Table 1. The processing method of root system samples of Chinese fir seedlings.

FIGURE 2

Figure 2. Flow chart of root system samples treatment of Chinese fir seedlings.

Method E treats Chinese fir root samples by microwave paraffin section after adjustment. The root samples were put in a centrifuge tube with FAA and pumped with a vacuum pump for 20 min. The fixative was then placed in a beaker with distilled water, set in a microwave, and set to heat preservation when the water temperature reached 70°C. The root samples were then placed in FAA and microwaved 3–4 times, each for 15 min. For dehydration, root samples were placed in 60% absolute ethanol, left at room temperature for 10 min, then placed in a mixture of absolute ethanol and TBA (1:1, v/v) and microwaved for 15 min.

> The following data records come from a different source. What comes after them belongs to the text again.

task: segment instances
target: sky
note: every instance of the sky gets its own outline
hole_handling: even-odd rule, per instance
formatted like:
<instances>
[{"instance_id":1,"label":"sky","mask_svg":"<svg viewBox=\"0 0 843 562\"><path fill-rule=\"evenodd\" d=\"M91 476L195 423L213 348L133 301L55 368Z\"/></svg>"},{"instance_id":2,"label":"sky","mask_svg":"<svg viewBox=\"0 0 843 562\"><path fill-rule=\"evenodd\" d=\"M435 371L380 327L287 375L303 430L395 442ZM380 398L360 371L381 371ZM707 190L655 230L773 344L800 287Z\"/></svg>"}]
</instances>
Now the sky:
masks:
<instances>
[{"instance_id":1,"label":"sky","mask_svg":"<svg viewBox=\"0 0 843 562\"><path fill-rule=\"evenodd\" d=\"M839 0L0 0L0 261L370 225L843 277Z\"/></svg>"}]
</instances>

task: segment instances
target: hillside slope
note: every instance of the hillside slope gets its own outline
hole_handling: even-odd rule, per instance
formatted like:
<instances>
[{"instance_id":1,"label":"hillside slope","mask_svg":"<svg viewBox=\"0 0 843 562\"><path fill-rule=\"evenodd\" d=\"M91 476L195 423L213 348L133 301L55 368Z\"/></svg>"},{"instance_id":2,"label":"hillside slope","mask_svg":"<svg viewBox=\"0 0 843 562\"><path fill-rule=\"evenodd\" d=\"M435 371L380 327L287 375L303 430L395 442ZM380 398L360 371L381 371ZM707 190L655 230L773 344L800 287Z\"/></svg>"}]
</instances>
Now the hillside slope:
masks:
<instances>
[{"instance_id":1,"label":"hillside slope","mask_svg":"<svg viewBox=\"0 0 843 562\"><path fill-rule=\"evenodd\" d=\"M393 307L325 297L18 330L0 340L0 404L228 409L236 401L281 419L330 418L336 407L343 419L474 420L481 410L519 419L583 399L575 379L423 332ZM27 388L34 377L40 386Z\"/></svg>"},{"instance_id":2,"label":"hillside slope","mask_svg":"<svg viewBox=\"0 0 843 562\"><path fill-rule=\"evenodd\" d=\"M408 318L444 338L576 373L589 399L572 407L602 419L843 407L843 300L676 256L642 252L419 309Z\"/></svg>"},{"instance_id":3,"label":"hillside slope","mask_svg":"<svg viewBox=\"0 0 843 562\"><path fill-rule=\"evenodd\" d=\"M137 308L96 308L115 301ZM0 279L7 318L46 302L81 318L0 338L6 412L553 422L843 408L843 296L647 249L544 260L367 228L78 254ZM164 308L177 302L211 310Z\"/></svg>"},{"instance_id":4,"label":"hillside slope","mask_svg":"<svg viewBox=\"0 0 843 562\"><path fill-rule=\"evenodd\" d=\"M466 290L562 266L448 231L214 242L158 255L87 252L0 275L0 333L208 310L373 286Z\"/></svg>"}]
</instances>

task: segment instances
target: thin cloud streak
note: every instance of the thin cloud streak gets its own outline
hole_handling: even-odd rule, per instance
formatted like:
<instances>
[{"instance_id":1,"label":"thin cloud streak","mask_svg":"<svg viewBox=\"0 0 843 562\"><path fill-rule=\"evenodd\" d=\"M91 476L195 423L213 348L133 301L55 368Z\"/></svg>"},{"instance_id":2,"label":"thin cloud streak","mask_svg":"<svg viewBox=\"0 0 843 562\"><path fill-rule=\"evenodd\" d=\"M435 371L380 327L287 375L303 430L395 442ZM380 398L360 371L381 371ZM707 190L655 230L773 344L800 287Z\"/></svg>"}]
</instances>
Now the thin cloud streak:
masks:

For transparency, root samples were placed in pure TBA and treated twice using a microwave for 15 min at each trial. For paraffin immersion, the root samples were placed in TBA: paraffin (1: 1, v/v) and microwaved once for 15 min. Following that, the new pure paraffin was replaced. The microwave treatment was repeated four times, each time for 15 min, to ensure that the paraffin was well absorbed in the root samples. The entire microwave treatment process maintained the water temperature at 70°C. Finally, it was embedded in paraffin. The rotary microtome was used in sections with different thicknesses (10 m, 20 m) to compare the imaging effect of thick sections under LSCM and conventional thin sections under an ordinary optical microscope. After sectioning, the paraffin tape was wrapped, dewaxed, and rehydrated (Table 2). Finally, the dyeing treatment was applied to the material.

TABLE 2

Table 2. Dewaxing and rehydration process.

2.3. Dyeing treatment

The dyeing procedures for PI and the other three conventional reagents (Safranine O-Fast green, Toluidine blue, and Hematoxylin) are shown in Table 3. In this study, the PI fluorescent dye was utilized for staining by the characteristics of the fluorescence signal of the tissue sample received by the LSCM. The prepared root samples and sections (20 μm) were placed in PI for staining at room temperature in the dark. The remaining PI was washed away by rinsing them thoroughly in PBS. Safranine O-fast green was used to dye the thickness sections (10 m) simultaneously.

TABLE 3

Table 3. Comparison of PI dyeing and conventional dyeing.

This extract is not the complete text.